This morning I woke up early and I thought maybe I was finally ready to keep writing a story I'd started in the middle of August. I apparently am not. To be specifically unspecific about the whole thing: I'm at a point in the story where I have to be absolutely sure of the character to go forward. If not, it'll just be a bunch of blah.
So that lead to some online puttering. I ended up reading an article by Nicholson Baker in The New York Times about being a substitute teacher. There's a paragraph in it that if I was the kind of person to do vision boards or had an organized office space, I would print it out and put it on my wall. It sums up some of my favorite things about life (and about great writing and about interesting marriages):
Beyond admiring the writing in that (I am a little annoyed that Nicholson Baker got around to using fireflying as a verb before I did. Now whenever I try something similar, I'm going to have to ask myself if what I'm writing is better than fireflying because the only way I can do this now is to feel like I wrote one that's better than his), God, I admire the sentiment so much.
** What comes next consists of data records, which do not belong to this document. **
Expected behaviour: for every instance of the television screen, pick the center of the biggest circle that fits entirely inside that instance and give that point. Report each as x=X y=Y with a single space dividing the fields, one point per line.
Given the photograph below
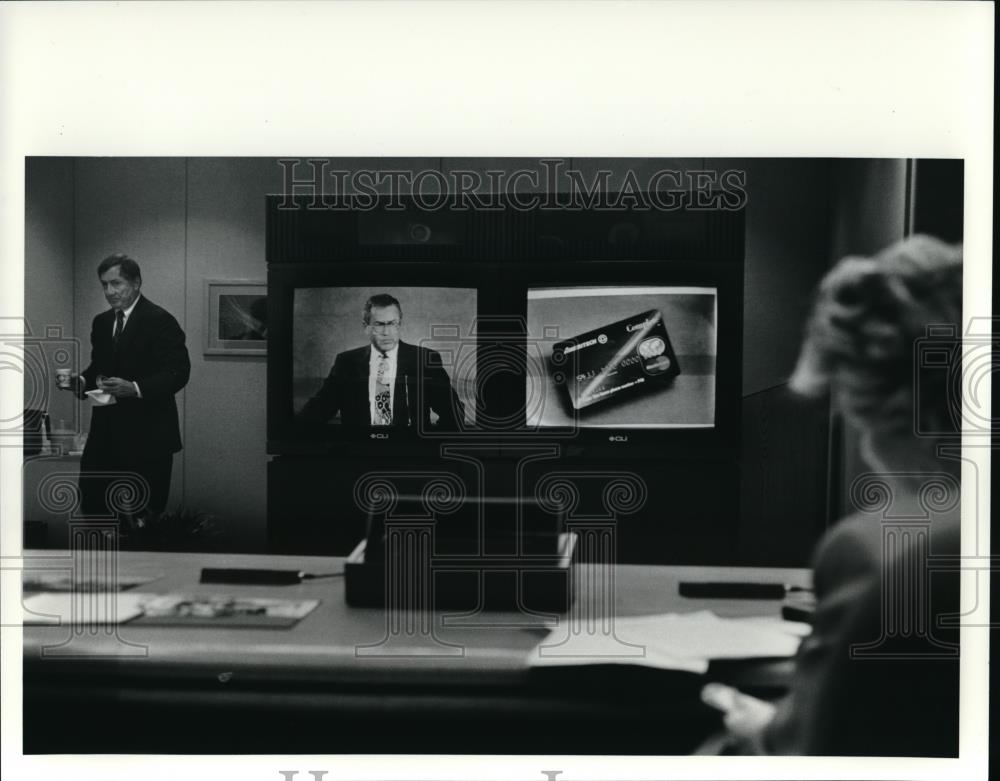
x=626 y=357
x=367 y=356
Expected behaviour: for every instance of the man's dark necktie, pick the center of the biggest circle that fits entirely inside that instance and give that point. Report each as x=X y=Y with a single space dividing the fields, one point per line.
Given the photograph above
x=383 y=394
x=119 y=324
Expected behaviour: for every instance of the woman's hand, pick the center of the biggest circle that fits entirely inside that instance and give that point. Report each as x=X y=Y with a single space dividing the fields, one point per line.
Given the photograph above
x=745 y=717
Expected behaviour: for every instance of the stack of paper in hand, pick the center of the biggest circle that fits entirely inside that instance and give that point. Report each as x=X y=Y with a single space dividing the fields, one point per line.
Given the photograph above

I don't want to be one of those people who subscribe to the notion that everything can be wonderful. (I don't want to emulate a famous, thirsty author and try to find the joy in something like ISIS) But I do think now that I'm getting older that one of life's joys is changing and being able to be interested in things that you would never have expected to be interested in just five years ago.
When I started with plants, it was on one level a health thing. I have annoying problems with bronchitis and allergies. I read that buying an air cleansing plant is actually helpful. And eventually that's become several plants around the house. They range from the original plant who I've forgotten what kind it is to a plant that grew from clippings Jon's grandma gave us that is called Barbara the 3rd (again not an official type. The story is Jon's grandma calls her plant Barbara after the woman who gave it to her as a gift. She gave some clippings to Jon's mom. And then gave clippings to me over a year ago. Barbara the 3rd is now pretty big and hanging in our living room window).
There are times where I am very unhappy about changing and one of the things I remind myself that actually helps calm me down is, you're going to learn so much.